When those fingers were on her, even the drug couldn't stop her screams.
They thought she couldn't hear them, couldn't understand when they spoke in their hushed murmurs.
Beaten, raped. Long-term sexual and physical abuse. Suffering from malnutrition, dehydration, severe physical and emotional trauma.
She's lucky to have survived.
Bastard who did this ought to be cut into little pieces.
One more victim. World's full of them.
No identity records. We're calling her Eve. Eve Dallas.
She woke with a jolt when the car stopped, stared blankly at the dark stone of the house, the glow of lights against the glass.
Her hands were shaking.
Fatigue, she told herself. Just fatigue. If she related to Moniqua Cline, it was only natural. One more tool, she thought as she climbed out of the car, in the investigation.

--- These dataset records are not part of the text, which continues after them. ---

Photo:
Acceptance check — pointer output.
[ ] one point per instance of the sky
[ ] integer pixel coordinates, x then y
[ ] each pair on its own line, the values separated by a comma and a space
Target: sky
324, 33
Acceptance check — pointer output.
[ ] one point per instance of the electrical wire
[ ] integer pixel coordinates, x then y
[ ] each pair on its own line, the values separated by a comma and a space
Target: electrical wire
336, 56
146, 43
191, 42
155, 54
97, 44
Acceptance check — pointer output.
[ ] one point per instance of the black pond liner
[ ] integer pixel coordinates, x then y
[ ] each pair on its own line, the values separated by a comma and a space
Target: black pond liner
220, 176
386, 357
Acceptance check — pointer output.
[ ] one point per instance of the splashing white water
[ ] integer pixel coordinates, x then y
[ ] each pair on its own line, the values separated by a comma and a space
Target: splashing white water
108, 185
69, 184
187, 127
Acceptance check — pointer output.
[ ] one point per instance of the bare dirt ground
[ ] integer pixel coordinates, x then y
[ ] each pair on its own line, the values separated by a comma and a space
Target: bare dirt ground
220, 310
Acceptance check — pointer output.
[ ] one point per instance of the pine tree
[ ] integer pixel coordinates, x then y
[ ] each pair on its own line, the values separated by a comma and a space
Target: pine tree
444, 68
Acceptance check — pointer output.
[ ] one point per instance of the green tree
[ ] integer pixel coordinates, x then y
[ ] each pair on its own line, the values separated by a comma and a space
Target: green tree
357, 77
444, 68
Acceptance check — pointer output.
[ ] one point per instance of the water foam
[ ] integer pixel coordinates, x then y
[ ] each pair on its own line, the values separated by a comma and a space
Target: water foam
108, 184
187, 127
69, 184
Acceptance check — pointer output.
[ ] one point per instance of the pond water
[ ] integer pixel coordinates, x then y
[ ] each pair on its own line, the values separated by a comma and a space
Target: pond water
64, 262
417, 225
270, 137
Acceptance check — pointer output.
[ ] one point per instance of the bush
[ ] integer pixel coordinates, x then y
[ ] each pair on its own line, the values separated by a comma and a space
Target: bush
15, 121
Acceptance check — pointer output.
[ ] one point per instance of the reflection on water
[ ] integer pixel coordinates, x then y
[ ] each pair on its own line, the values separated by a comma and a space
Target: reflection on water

She knew who she was now. She'd become Eve Dallas, and it was more than a name the system had labeled her with. Who she'd been before, what had come before, couldn't be changed.
If that broken, frightened child still lived inside her, that was okay.
They'd both survived.
She dragged herself upstairs, stripping off her jacket, releasing her weapon harness. Stumbling and peeling off her clothes as she headed for the bed. She tumbled in, curling under warm, smooth sheets and willing the voices that still echoed in her head to quiet.